Hard-won knowledge from building the platform — each one cost real time and debugging sessions

Lessons Learned

Hard-won knowledge from building this system. Each one cost real time and debugging sessions.

1

Build-Time vs Runtime Are Different Worlds

Next.js prerenders pages at build time where env vars may not exist. Runtime handles real requests where they MUST exist. We learned this the hard way when a "helpful" placeholder URL masked a broken Supabase connection in production. Rule: runtime code must throw on missing config. Build-time code can use placeholders.

2

Return-Based Auth Beats Throw-Based

requireSession() returns SessionContext | Response instead of throwing.

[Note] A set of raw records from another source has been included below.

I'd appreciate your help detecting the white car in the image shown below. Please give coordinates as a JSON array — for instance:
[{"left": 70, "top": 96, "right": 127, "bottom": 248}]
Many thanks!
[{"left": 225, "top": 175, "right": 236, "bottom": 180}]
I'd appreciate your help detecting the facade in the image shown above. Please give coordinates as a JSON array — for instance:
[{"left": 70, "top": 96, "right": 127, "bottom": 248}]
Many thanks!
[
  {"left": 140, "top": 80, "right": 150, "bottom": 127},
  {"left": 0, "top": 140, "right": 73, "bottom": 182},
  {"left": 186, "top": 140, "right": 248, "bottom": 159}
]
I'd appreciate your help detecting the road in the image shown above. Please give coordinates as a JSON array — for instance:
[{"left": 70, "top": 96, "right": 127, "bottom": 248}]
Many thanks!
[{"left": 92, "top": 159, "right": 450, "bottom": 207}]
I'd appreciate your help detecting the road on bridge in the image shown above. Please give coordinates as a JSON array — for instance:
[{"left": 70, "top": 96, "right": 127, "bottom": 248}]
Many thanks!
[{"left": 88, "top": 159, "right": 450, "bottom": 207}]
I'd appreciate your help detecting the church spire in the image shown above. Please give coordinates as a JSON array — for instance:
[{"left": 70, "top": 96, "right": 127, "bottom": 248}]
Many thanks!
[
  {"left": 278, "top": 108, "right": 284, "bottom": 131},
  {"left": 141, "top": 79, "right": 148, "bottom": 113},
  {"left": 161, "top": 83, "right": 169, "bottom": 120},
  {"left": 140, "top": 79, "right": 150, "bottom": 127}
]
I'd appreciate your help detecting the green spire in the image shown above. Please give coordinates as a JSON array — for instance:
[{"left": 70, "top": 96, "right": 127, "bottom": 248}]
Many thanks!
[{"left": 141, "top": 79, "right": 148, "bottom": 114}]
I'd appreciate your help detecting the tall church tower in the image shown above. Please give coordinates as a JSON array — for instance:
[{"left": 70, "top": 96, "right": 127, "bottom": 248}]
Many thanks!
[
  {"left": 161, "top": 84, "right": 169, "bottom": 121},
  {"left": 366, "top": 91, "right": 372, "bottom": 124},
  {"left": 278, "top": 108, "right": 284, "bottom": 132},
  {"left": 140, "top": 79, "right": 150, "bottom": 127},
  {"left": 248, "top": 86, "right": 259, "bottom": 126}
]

This eliminated try/catch boilerplate in every API route, made auth errors explicit in the type system, and prevented stack traces from leaking to users.

3

Reviewer Parse Failures Must Never Block Delivery

The Reviewer agent validates proposals with Claude Haiku. If Haiku returns malformed JSON (it happens), the proposal should still be delivered. We implemented a soft pass pattern — parse failure = pass with needs_human_review flag set.

4

Memory Writes Must Be Non-Fatal

The Memory Node (step 7 in the brain pipeline) runs AFTER the proposal is committed. If the OpenAI embedding API is down, the user still gets their proposal. Intelligence accumulation is valuable but never worth blocking delivery.

5

Promise.allSettled Over Promise.all

When fetching usage counts across 6 tables, one failed query shouldn't crash the entire response. Promise.allSettled() gives you partial results. We only use Promise.all() when ALL results are truly required to proceed.

6

One Change Per Branch, Always

Batching unrelated changes makes root cause analysis impossible when something breaks. We enforce: one logical change per branch, one branch per PR. It feels slower but catches issues faster.

7

Vercel and Fly.io Are Separate Worlds

Secrets set in Vercel don't propagate to Fly.io. The worker and brain have their own env vars managed via fly secrets set. We've been burned by updating one and forgetting the other. Now it's in the deployment checklist.

8

Solo Founder Architecture: Optimize for Debuggability

As a solo builder, the ability to debug at 2 AM matters more than theoretical scalability. PostgreSQL polling is debuggable with a SQL query. Message brokers add infrastructure I'd have to monitor alone. Every architectural choice was filtered through: "Can I debug this by myself?"